The 2005 figures, released by the Jerusalem Institute for Israel Studies, show that the balance of population in the city would have favored Jews over Arabs had measures been taken to curb the exodus.

Today, 66 percent of Jerusalem's residents are Jews and 34 percent are Arabs. By 2020, the Jews are expected to comprise 60 percent of the city's population, while the Arabs are expected to reach 40 percent.

Labor and Kadima officials have in recent years advocated changing Jerusalem's jurisdiction in order to deal with the "demographic problem."

Some 16,200 residents left Jerusalem in 2005, half of them aged 20 to 34, compared to 10,300 who moved to the city.

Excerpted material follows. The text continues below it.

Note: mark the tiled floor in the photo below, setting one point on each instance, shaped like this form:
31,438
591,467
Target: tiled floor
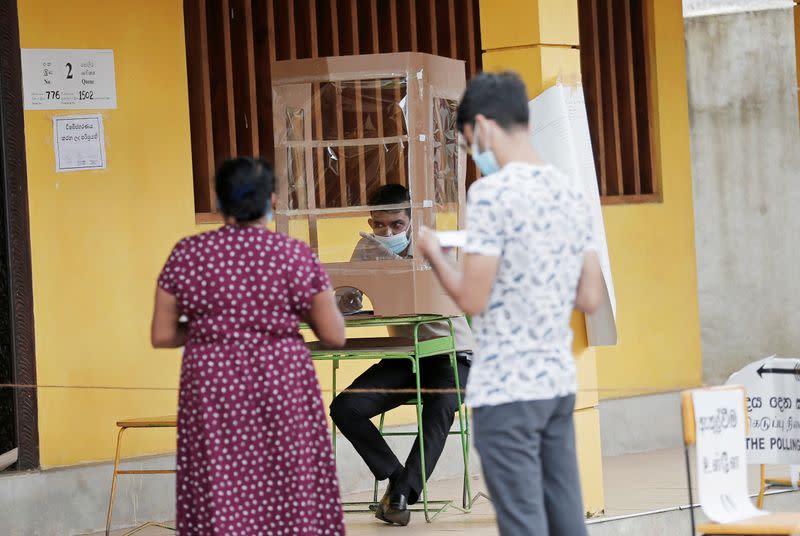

Jerusalem's Statistical Abstract editor Dr. Maya Hoshen said people leave Jerusalem mainly due to lack of employment and affordable housing. The number of ultra-Orthodox residents leaving the city has also grown in recent years.

In an article she intends to release soon, Hoshen lists four main periods of Jewish emigration from Jerusalem since its unification.

*1968-1972 - The number of people leaving Jerusalem each year on average was 800 more than those moving in.

*1973-1978 - The number of people leaving Jerusalem each year was on average 1,000-2,000 more than those moving in, following the construction of new neighborhoods.

*1987-1988 - The number of people leaving Jerusalem each year was on average 600 more than those moving in.

*1988-2005 - The number of people leaving increased. In 2003, the number of people leaving was 5,100 more than those moving in, the smallest differential since 1990. From 1991 to 1996, the number of people leaving was 5,600-6,200 more than those moving in each year. The ratio of people leaving peaked in 2000, as 8,200 more people left Jerusalem than moved in.